Mais d’autres observateurs ne sont pas d’accord. Olivier van Beemen, journaliste néerlandais et auteur de Heineken en Afrique, a affirmé que les efforts de M. Van Boxmeer pour résoudre le problème étaient cosmétiques et un «exercice de cocher des cases».

Le livre, publié en 2018, cite une fille de promotion à Lagos appelée Peace, disant: «Chaque soir, je suis touchée contre ma volonté. Peu importe que je travaille dans un café cher ou dans un bar populaire.

Une enquête interne de 2007 a estimé que Heineken utilisait 15 000 filles promotionnelles dans le monde dans 70 pays où elles étaient à risque.

Le rapport décrit une visite à Kinshasa, capitale de la RDC: «PG [Promotion Women] … doivent offrir des services “ d’amour ” ou sexuels à Bralima [local Heineken brand] employés au sein de l’organisation de vente afin de conserver leur emploi… Le harcèlement sexuel des consommateurs est accepté comme… normal. »

Heineken a réduit le nombre de ces filles et renforcé la surveillance. Il dispense des formations et emploie aujourd’hui davantage de promoteurs masculins.

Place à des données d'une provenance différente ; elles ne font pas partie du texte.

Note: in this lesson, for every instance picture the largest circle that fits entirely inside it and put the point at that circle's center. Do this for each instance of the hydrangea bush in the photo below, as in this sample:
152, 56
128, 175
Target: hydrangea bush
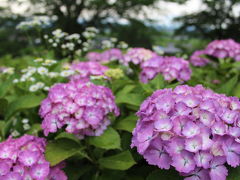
81, 106
192, 129
23, 158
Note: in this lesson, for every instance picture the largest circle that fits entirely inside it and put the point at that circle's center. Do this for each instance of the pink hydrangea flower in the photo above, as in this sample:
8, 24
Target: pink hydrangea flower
170, 67
105, 56
227, 48
197, 60
137, 56
23, 158
87, 69
193, 129
80, 106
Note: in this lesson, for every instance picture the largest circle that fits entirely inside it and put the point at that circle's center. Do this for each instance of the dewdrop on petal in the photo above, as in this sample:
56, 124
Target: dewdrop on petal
203, 132
80, 106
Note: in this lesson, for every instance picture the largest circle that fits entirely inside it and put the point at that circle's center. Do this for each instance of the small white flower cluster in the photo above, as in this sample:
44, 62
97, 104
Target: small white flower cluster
36, 78
36, 21
60, 39
8, 70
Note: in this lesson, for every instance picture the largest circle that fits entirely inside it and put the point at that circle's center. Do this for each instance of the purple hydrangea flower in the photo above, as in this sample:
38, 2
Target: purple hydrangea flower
23, 158
219, 49
87, 69
80, 105
137, 56
197, 60
193, 129
170, 67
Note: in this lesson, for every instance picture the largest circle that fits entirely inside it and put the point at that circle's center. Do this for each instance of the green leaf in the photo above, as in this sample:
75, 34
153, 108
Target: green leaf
3, 106
121, 161
234, 174
35, 129
158, 82
163, 174
127, 124
131, 99
24, 102
67, 136
61, 149
228, 87
110, 139
5, 86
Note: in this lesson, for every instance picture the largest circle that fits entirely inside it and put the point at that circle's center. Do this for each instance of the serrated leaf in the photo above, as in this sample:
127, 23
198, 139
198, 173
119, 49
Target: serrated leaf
228, 87
131, 99
127, 124
164, 174
67, 136
121, 161
61, 149
24, 102
110, 139
35, 129
3, 106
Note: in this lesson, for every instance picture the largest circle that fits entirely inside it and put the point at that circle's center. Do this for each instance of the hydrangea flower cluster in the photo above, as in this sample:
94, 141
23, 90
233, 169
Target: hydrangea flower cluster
192, 129
105, 56
87, 69
197, 60
137, 56
23, 158
219, 49
170, 67
224, 49
80, 105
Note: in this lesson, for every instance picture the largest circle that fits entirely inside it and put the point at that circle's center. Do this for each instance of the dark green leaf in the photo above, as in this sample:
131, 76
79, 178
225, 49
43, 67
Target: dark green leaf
120, 161
127, 124
61, 149
228, 87
110, 139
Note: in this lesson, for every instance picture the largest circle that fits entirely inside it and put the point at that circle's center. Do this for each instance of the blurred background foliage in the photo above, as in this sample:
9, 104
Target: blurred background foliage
120, 19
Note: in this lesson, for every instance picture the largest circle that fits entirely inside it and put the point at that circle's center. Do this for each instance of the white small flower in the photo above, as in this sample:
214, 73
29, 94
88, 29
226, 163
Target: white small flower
50, 40
53, 74
25, 121
40, 85
42, 70
33, 88
26, 126
32, 79
46, 88
15, 133
15, 81
66, 73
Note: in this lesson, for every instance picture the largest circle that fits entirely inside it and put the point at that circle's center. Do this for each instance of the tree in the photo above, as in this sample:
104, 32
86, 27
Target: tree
218, 20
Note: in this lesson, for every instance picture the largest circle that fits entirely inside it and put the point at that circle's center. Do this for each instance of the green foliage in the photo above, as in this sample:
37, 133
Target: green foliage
121, 161
110, 139
61, 149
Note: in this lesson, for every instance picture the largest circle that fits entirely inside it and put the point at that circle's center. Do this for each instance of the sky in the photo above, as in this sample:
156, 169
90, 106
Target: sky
168, 11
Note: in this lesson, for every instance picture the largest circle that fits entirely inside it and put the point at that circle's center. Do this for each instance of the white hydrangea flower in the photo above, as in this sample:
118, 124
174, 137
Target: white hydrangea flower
42, 70
15, 81
33, 88
66, 73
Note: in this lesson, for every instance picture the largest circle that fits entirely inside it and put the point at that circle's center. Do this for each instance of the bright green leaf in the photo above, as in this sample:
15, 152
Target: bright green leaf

Heineken a déclaré qu’il s’agissait «d’améliorations significatives», ajoutant: «Bien que nous reconnaissions qu’il y a plus à faire, nous nous engageons à jouer un rôle de premier plan pour y parvenir.»

Dans une interview avec Le Financial Times, un journal financier néerlandais, publié en novembre 2018, M. Van Boxmeer a commenté les uniformes que portent les femmes: «Devraient-elles se promener dans un sac de pommes de terre au lieu d’une belle robe? Vous pouvez en discuter à l’infini.

Les allégations ont conduit le Fonds mondial soutenu par Bill Gates à abandonner Heineken en tant que partenaire en 2018.

Sue Ferns, secrétaire générale adjointe de Prospect, le syndicat qui représente le personnel de Vodafone parmi ses 141 000 membres, a déclaré: «Le harcèlement sexuel est toujours du harcèlement sexuel partout dans le monde, et les entreprises occidentales et leurs dirigeants ne doivent pas être autorisés à opérer en double normes sur ces questions.

«Bien que je salue les engagements audacieux en matière d’égalité des sexes de la part d’entreprises telles que Vodafone, ces promesses sonneront vaines pour le personnel et les clients si elles sont sapées par le sentiment qu’il y a peu de conséquences pour ceux qui permettent aux cultures de harcèlement sexuel de prospérer.

Lucila Granada, directrice générale de Focus on Labour Exploitation, a critiqué la «normalisation du harcèlement sexuel».

Vodafone souhaite que les femmes occupent 40% de tous les postes de direction et de direction d’ici 2030. À travers le Royaume-Uni, seuls 6% des directeurs généraux sont des femmes.